I think you may have convinced me to try more of Delderfield! I’m one of those people who have only ever read “To Serve Them All My Days,” which I enjoyed but found the prose not quite elegant enough to sustain my attention for such length. Are all of his books in a similar style?
You threw me a little by mentioning Delderfield in a response to a Stevenson post but I can only assume you’ve be combing through the archives! I adore Delderfield and rank him as one of my favourite comfort read authors (far, far, far ahead of D.E.S. though behind other favourites like Eva Ibbotson, Georgette Heyer and Anthony Trollope). He is a storyteller not a stylist so the joy of his books comes from the characters and plots, not the construction of his sentences. To Serve Them All My Days is fine but I love A Horseman Riding By and the Swann books the best.
Yes! So sorry to be confusing. I’ve been reading through all of your archives and happily adding books to my TBR list! I was trying to figure out which of his books to try next.
“The unexpected inheritance of a fantastic house…” Oh, yes! I see what you mean. Double fantasy, along with the adoring swains!
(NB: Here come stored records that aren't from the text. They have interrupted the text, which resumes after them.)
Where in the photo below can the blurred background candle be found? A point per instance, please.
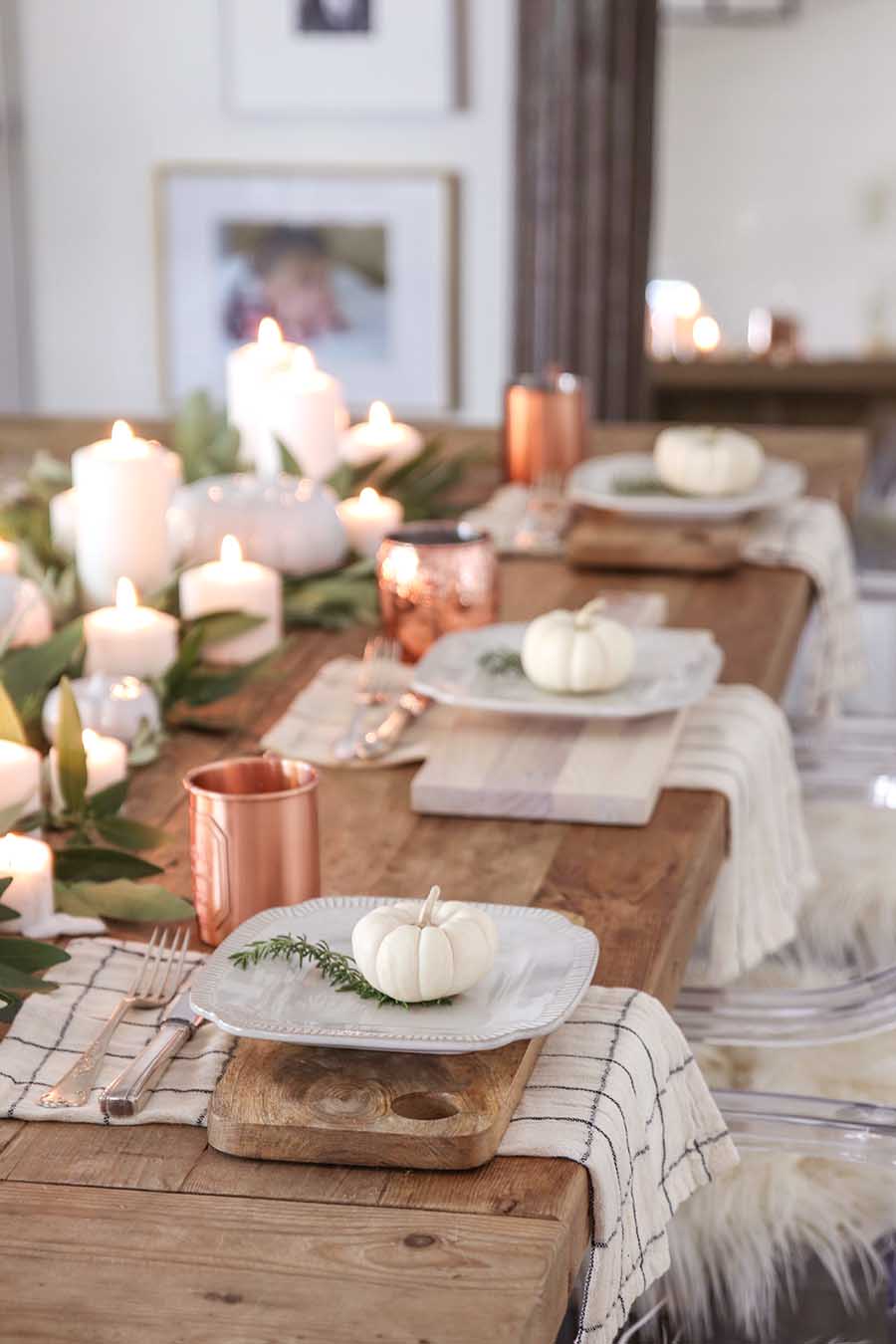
(380, 436)
(8, 557)
(123, 488)
(24, 613)
(367, 518)
(19, 779)
(113, 705)
(127, 638)
(434, 578)
(107, 765)
(303, 409)
(233, 583)
(29, 862)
Have you read Rumer Godden’s China Court? If not, might I give it a recommendation? Godden is a bit (a whole lot!?) more cerebral than D.E. Stevenson, but the basic premise is the same. Well, there’s only one man involved, but the inheritance of the fantasic house angle is certainly in there.
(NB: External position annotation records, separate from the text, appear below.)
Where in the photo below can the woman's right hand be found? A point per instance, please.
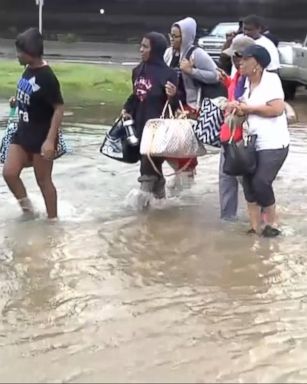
(12, 102)
(125, 115)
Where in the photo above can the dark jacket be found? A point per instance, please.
(148, 80)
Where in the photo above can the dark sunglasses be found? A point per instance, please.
(172, 36)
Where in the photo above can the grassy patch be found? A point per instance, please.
(82, 84)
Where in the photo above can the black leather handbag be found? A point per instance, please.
(240, 157)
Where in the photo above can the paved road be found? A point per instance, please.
(83, 52)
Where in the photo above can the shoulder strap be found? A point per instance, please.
(190, 52)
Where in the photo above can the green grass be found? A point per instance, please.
(82, 84)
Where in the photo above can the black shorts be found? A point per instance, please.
(30, 141)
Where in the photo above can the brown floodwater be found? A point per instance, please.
(111, 294)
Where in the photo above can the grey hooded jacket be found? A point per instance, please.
(205, 70)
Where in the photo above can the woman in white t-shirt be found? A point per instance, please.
(263, 104)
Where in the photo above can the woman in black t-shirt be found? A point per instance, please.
(40, 107)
Or The Scent of Water by Elzabeth Goudge, one of my favourites of hers. Middle-aged woman unexpectedly inherits house. The romance is in there, but it is definitely not “traditional”; the ending is more poignantly realistic than traditionally “happy”.
Both are lovely reads when one is not feeling up to par.
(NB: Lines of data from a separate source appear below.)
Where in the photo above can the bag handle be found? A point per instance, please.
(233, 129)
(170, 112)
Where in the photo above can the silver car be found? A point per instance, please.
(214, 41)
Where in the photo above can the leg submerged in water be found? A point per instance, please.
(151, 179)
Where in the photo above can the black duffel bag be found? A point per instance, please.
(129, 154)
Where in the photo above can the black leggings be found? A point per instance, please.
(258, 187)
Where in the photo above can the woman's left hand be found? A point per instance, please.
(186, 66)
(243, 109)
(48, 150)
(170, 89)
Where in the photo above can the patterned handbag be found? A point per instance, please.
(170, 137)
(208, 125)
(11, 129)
I’m battling (have mostly conquered?) a bout of the flu here; in recovery mode I am re-reading juveniles and 1950s & 60s finds from my father’s bookshelves.
I have one D.E.Stevenson on hold here for possible Christmas Day reading – The English Air – so it was lovely to see a DES review. And I may dip into Maeve Binchy at long last. My mom said they are a bit of a gamble – some great & some not so, so I’ll keep that in mind.
Hope you’re feeling better every day, Claire. More wintry weather in our future, I hear. Minus 14C here this morning, with a lazy wind. (Too lazy to go around you so it goes right through you.) Brrr! Stay warm & (I guess this is more applicable to a Coast-dweller) dry! 🙂
Thanks for the recommendations, Barb. Godden and I do not get along – I’ve tried at least four of her books now and did not enjoy any of them – but I have not yet read anything by Elizabeth Goudge and am looking forward to tracking down some of her books.
My cold lingers on, though it is happily one of those half-hearted ones. My nose may be stuffy and I may sound like I have a frog in my throat but I feel absolutely fine aside from that and have lots of energy to run about with Christmas preparations. My brother and his girlfriend both seem to have caught this awful flu and they are decidedly worse off.
Oh, I so agree with you regarding real estate in romances. The inheritance of houses (or cottages) and the subsequent “nesting” scenes are as cozy as it gets. One of the others of that theme that has stuck with me is Thorny Hold by Mary Stewart.
I have less patience with cottages; if I’m going to have a real estate fantasy, it’s going to be on a wildly impractical scale!
Sounds perfect for a cold! And for some reason I found ‘a shifty character from Montreal’ very amusing. And how I agree with your final line – books about inherited houses definitely trump books about love triangles.
I suppose if you’re going to have a sinister Canadian figure, Montreal is your best bet. It’s difficult to take a villian from Saskatoon seriously, isn’t it?